The Ethics of Domestication; a new, contextualist perspective on problems encountered in the human-animal relationship
01 / 2013 - 12 / 2016
Veel mensen hebben bezwaar tegen ingrepen bij dieren, zoals genetische modificatie. Traditionele ethische theorieën kunnen deze bezwaren niet rechtvaardigen. Dit onderzoek gaat na of een theorie gericht op de soort, en niet alleen individuele dieren, genoemde bezwaren wél kan onderbouwen.
The philosophical discourse on animal ethics that has been ongoing since 1975 is at risk of reaching a deadlock. This discourse centeres on the opposition between considerations of welfare versus intrinsic value (e.g. Dutch law) of individual animals. Due to this focus on individuals, many problems encountered in animal domestication cannot be satisfactorily addressed (for example: breeding animals for aesthetic characteristics often leads to the creation of whole breeds of unhealthy animals. Also, many people object to changing fundamental biological characteristics of animals for our purposes: we should change the farm to fit the animal, not the other way around). Objections to "tampering" with animals seem to focus on the level of the species rather than the individual. However, it is not self-evident that species have independent moral relevance. I propose to examine whether and how considerations at the level of species could nevertheless play a role in solving above-mentioned problems. My hypothesis is that species could have dependent moral relevance, because other species are intertwined with our own practical self-understanding.

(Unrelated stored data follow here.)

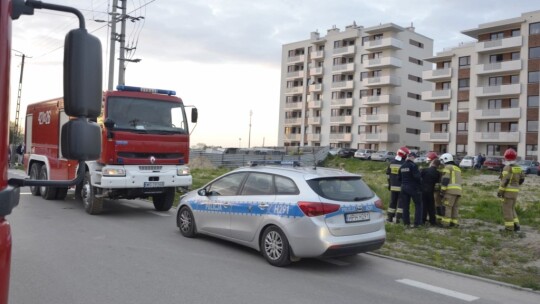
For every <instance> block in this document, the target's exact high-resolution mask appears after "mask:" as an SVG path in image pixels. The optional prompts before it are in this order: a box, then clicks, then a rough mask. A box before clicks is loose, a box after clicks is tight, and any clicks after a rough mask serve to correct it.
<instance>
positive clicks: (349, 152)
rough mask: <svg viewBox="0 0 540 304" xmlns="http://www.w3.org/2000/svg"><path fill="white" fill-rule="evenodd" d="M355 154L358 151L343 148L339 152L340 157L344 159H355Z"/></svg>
mask: <svg viewBox="0 0 540 304" xmlns="http://www.w3.org/2000/svg"><path fill="white" fill-rule="evenodd" d="M355 152H356V149H351V148H341V149H340V150H339V152H338V156H339V157H343V158H349V157H353V156H354V153H355Z"/></svg>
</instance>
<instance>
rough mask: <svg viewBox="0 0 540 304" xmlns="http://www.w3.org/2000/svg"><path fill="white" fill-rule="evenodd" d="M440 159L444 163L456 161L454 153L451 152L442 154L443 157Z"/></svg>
mask: <svg viewBox="0 0 540 304" xmlns="http://www.w3.org/2000/svg"><path fill="white" fill-rule="evenodd" d="M440 160H441V161H442V162H443V163H445V164H446V163H449V162H451V161H454V157H453V156H452V154H450V153H444V154H443V155H441V158H440Z"/></svg>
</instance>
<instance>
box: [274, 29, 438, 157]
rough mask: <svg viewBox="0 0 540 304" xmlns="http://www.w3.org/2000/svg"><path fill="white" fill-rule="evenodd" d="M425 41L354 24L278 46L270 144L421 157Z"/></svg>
mask: <svg viewBox="0 0 540 304" xmlns="http://www.w3.org/2000/svg"><path fill="white" fill-rule="evenodd" d="M432 54H433V40H432V39H430V38H427V37H425V36H423V35H420V34H418V33H416V32H415V31H414V28H412V27H408V28H403V27H400V26H398V25H395V24H392V23H389V24H382V25H378V26H373V27H368V28H364V27H362V26H357V25H356V24H353V25H350V26H347V27H346V28H345V30H343V31H341V30H340V29H338V28H335V27H334V28H332V29H330V30H328V32H327V34H326V36H324V37H321V36H320V34H319V33H316V32H314V33H311V37H310V39H308V40H304V41H299V42H294V43H290V44H286V45H283V50H282V62H281V67H282V68H281V93H280V113H279V134H278V144H279V145H284V146H303V145H310V146H332V147H352V148H369V149H374V150H391V151H395V150H397V149H398V148H399V147H400V146H405V145H406V146H409V147H411V148H417V149H419V150H424V149H426V148H427V146H428V143H427V142H421V141H420V134H421V133H422V132H427V130H428V128H429V126H430V124H429V123H427V122H425V121H422V120H421V119H420V116H421V112H422V111H428V110H429V109H430V103H429V102H426V101H423V100H421V94H422V92H423V91H427V90H429V88H430V87H431V83H429V82H425V81H423V79H422V73H423V72H424V71H430V70H431V69H432V65H431V64H430V63H427V62H424V61H423V60H422V58H426V57H429V56H432Z"/></svg>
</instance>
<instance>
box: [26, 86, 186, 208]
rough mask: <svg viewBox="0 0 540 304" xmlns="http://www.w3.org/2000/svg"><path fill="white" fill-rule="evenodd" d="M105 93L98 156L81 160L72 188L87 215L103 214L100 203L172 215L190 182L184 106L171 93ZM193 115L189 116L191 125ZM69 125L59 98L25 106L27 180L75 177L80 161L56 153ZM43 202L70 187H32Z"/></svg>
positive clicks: (104, 95) (124, 87)
mask: <svg viewBox="0 0 540 304" xmlns="http://www.w3.org/2000/svg"><path fill="white" fill-rule="evenodd" d="M119 89H120V90H119V91H110V92H105V93H104V94H103V115H102V116H101V117H99V118H98V124H99V125H100V127H101V133H102V134H101V139H102V145H101V146H102V150H101V155H100V158H99V159H98V160H95V161H86V177H85V179H84V180H83V182H82V183H81V184H79V185H77V187H76V193H75V194H76V196H78V197H81V198H82V200H83V202H84V205H85V210H86V211H87V212H88V213H90V214H97V213H100V212H101V211H102V205H103V199H121V198H124V199H134V198H152V200H153V203H154V207H155V209H156V210H159V211H166V210H169V209H170V208H171V206H172V204H173V201H174V196H175V192H176V191H175V190H176V189H178V188H189V187H191V184H192V177H191V175H190V171H189V168H188V167H187V165H186V164H187V163H188V161H189V129H188V123H187V118H186V114H185V109H184V105H183V103H182V100H181V99H180V98H178V97H175V96H173V95H174V92H173V91H166V90H153V89H143V88H138V87H125V86H119ZM194 116H196V114H195V115H193V114H192V119H193V118H194ZM69 120H70V117H68V116H67V115H66V114H65V113H64V103H63V99H62V98H58V99H52V100H46V101H43V102H38V103H35V104H31V105H29V106H28V109H27V112H26V127H25V143H26V153H25V156H24V165H25V169H26V172H27V174H28V175H29V176H30V178H31V179H41V180H62V179H73V178H74V177H75V175H76V170H77V161H74V160H67V159H65V158H64V157H63V156H62V151H61V148H60V147H61V135H60V134H61V129H62V126H63V125H64V124H65V123H66V122H67V121H69ZM30 189H31V192H32V194H33V195H41V196H42V197H43V198H44V199H64V198H65V197H66V193H67V191H68V189H67V188H55V187H30Z"/></svg>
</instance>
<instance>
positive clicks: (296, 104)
mask: <svg viewBox="0 0 540 304" xmlns="http://www.w3.org/2000/svg"><path fill="white" fill-rule="evenodd" d="M303 105H304V103H303V102H286V103H285V109H287V110H302V108H303Z"/></svg>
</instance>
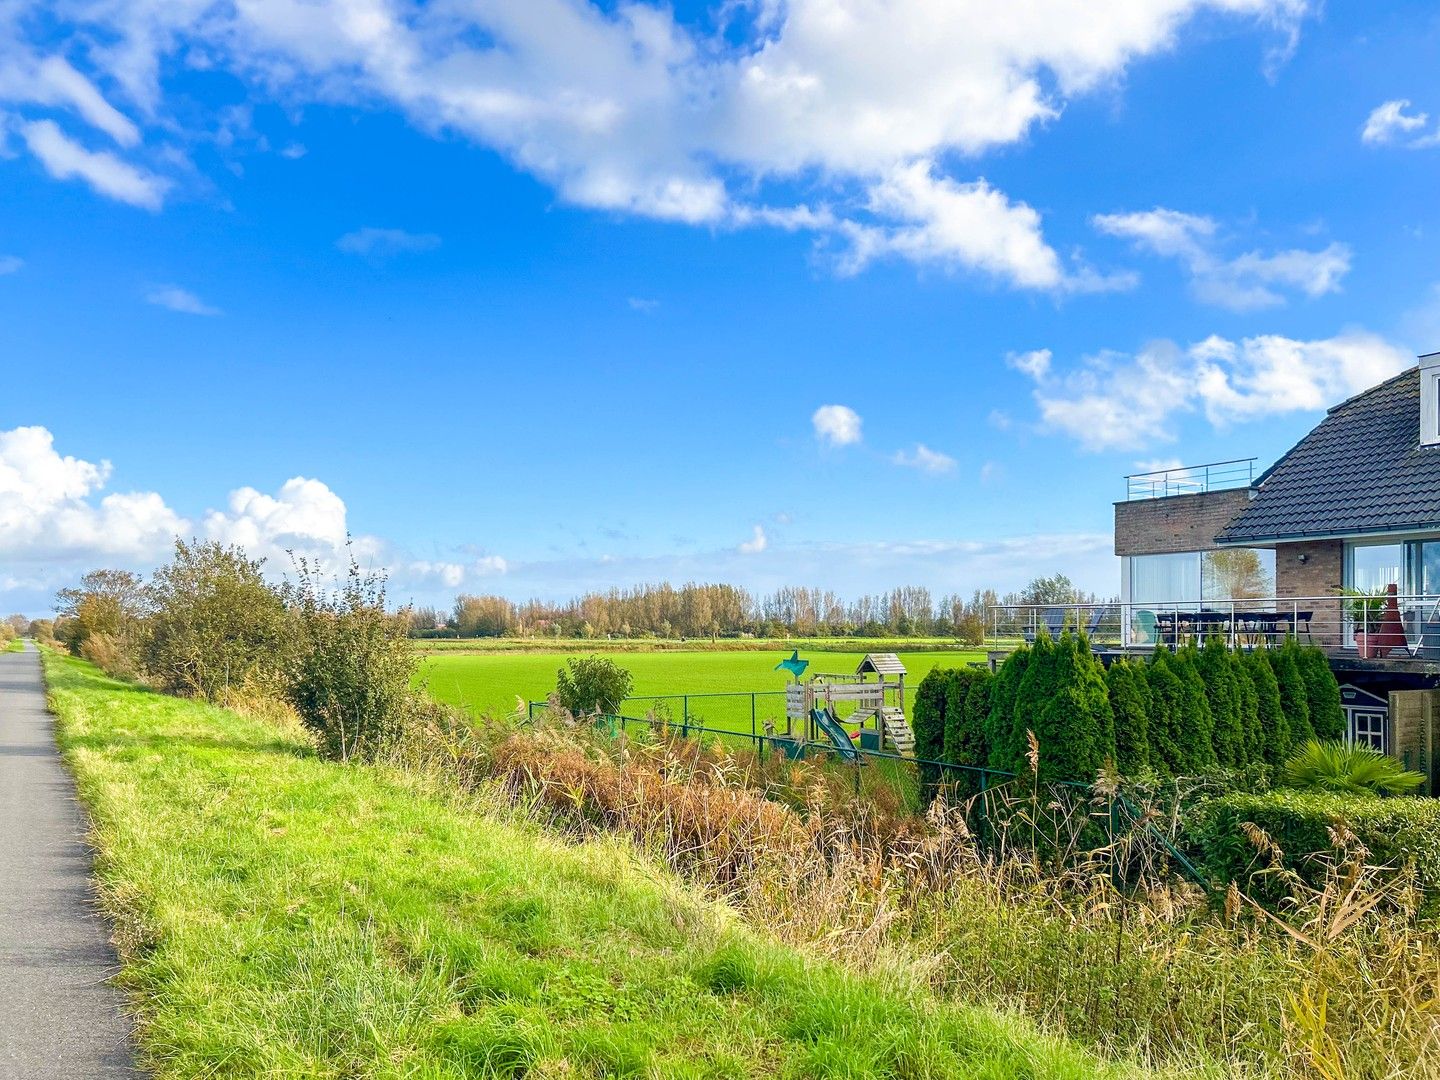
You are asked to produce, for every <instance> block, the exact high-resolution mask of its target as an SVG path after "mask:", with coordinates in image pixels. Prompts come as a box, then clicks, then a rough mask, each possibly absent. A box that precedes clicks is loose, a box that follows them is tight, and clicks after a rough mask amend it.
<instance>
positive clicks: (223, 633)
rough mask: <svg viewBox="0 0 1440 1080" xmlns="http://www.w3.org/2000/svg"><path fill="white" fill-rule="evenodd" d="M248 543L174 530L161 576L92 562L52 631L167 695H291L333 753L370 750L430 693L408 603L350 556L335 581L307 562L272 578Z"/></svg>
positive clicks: (379, 748)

Each definition of what it means to be human has implications for our views on what we owe each other and other species; each defines our views about how we should relate to the non-human world. In order to solve these problems, then, we need to reconsider our relationship to other species. To this end, I will further develop the novel, still underdetermined "contextual approach" in animal ethics, integrate this with perspectives from philosophical anthropology and philosophy of biology, and combine insights from these fields with empirical research of stakeholder opinions. The study aims to address problems in practices like veterinary medicine, animal breeding, and the management of animals in the wild, and will provide input for societal and political debates regarding the human-animal relationship and even biodiversity preservation.